The Manual contains a list of the "Suggested Sequence of Medical Review
Events" which states:

   1.  Review team prepares schedules for on-site reviews . . .

   2.  Three weeks or more prior to the date of the scheduled on-site
review visit, the review team assembles the medical evaluation and
related information and prior review reports on each patient.

   3.  Review team analyzes pre-review patient information, develops a
"feel" for the kinds of situations to be dealt with during review visit
to the provider facility concerned;  and, develops its overall strategy
and work load distributions for the upcoming review.  Pertinent notes
are made on each patient and of any matters to be cleared up or to which
special attention is to be paid during the forthcoming review.

   4. . . . a pre-printed review team check-off form for each patient
(provides):

   - patient, facility, and physician identification data and related
information.(8)$T- "Alert" notes made for any patient-status, patient
care, or facility factors made by members of the review team during
their pre-review analysis of patient information.

   5.  No more than 48 hours immediately preceding the exact date set
for the on-site review, the provider facility concerned may be notified.

   6.  Upon arrival at the provider facility, the review team meets with
the administrator and/or chief nurse for an introductory conference
during which the purposes of periodic medical review are explained and
the general format to be followed by the review team and its individual
members during the course of the visit is outlined.
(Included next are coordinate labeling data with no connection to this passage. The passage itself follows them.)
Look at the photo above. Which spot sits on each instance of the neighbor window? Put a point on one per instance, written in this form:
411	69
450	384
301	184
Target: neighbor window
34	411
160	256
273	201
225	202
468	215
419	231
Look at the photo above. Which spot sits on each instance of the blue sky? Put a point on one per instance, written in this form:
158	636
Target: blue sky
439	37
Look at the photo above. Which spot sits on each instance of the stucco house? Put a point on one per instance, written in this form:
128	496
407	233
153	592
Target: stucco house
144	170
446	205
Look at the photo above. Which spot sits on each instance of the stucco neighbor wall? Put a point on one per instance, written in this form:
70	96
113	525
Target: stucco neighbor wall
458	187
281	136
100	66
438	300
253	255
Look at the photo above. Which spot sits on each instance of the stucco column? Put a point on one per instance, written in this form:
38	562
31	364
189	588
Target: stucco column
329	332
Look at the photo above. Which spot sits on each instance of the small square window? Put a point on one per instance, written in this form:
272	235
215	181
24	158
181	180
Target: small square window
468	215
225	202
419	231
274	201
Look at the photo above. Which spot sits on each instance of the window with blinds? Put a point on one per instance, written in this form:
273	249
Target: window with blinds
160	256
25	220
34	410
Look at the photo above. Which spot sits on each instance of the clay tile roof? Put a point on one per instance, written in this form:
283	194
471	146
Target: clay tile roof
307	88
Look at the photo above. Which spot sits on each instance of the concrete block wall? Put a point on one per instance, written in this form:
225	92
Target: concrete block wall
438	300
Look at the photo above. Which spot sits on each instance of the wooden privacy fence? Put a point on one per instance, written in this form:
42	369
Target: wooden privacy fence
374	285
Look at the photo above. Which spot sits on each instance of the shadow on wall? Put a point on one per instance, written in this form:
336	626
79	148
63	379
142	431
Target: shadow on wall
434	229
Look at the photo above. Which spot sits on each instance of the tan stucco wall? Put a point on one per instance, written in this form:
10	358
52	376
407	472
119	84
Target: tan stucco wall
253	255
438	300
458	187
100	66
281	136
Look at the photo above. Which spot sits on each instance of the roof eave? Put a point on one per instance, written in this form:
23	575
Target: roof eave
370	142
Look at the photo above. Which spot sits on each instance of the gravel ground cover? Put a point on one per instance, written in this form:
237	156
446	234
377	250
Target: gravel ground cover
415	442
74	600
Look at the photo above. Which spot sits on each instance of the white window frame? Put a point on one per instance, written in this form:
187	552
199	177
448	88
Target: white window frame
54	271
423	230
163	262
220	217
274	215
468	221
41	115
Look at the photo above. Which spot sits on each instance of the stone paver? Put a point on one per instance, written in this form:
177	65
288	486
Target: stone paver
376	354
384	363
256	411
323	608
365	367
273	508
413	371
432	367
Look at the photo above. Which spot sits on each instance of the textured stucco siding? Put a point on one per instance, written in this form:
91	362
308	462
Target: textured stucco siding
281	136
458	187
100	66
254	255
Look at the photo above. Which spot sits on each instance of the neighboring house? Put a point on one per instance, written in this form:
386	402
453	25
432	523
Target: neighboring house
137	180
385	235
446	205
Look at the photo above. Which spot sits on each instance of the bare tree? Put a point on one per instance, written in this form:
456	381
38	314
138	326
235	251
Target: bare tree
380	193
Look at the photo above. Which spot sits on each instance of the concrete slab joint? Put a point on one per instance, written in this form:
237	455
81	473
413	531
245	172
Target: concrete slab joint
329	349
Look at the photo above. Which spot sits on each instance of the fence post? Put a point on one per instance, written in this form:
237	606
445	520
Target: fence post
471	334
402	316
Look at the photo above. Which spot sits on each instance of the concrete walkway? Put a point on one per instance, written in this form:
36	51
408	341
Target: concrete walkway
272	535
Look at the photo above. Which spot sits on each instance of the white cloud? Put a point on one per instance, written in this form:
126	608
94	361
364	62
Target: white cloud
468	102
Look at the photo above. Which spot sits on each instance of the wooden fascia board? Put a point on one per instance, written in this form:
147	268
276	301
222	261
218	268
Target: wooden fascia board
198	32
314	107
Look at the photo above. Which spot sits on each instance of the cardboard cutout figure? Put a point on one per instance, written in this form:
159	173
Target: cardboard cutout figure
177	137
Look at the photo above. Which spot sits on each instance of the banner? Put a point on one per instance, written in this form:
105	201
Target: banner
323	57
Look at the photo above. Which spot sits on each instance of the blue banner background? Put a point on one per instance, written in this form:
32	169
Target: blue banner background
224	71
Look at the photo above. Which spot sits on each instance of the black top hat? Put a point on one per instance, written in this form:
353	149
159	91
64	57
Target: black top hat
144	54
   7.  Work of members of the review team then proceeds according to
plan.

   . . . .

From the Agency guidance and the State's description of what was done by
the facility to prepare for the review once it received the OMH list, it
is clear that there are some processing steps which must be taken by the
facility before the reviewers can do their job.  In the case of the
Buffalo facility, forms for over 300 patients had to be generated.  No
inference could have been drawn from the Agency guidance that a system
which updated an IMD list two business days before a review began to
include all people 65 or older was not a reasonable system.  We note
that even if the facility had updated the list on Friday, the last
business day preceding the review, T.S. would not have been on the list.
In other words, the State included everyone in its review that it could
reasonably identify as a recipient as of time the review began.
Although the facility could have anticipated that T.S.  would become
eligible over the weekend, we do not think that a failure to anticipate
renders a system inadequate and ineffective.  For the same reasons as
stated in the prior section, we also find that the fact the State may
have determined T.S. to be retroactively eligible for payments for the
entire month does not render the system ineffective.  In the context of
medical review, the requirement for a review of each recipient must be
read as meaning that the review must include each person the State could
reasonably identify as a patient who (9) met all eligibility
requirements and had been determined eligible.  The State, here, met
that standard.  We therefore, find no violation for Buffalo Psychiatric
Center. /5/


Conclusion

For the reasons stated above, we overturn the disallowance pertaining to
both IMDs.  /1/ Amendments to section 1903(g)(1) as contained in section
2363 of the Deficit Reduction Act (DEFRA) of 1984, enacted July 18,
1984, Pub. L. 98-369, have eliminated all utilization control
requirements other than the medical review requirement as a basis for
reductions in federal financial participation. Although section 2368 of
DEFRA also amended the medical review requirement, those changes have no
substantive effect on the issues here.         /2/ Public Law 95-142
added section 1903(g)(4) (B), among other amendments, to section 1903(
g).  See section 20 of the Medicare-Medicaid Anti-Fraud and Abuse
Amendments of 1977, Pub. L. 95-142, October 25, 1977.         /3/ The
patients are identified by their initials to protect their privacy.  /4/
        The Manual is MSA-PRG-25 and is dated November 13, 1982.  /5/
        Because we have found for the State on a very fact-specific
basis for both patients, we do not address other general State arguments
pertaining to the meaning of the statutory requirements and exceptions.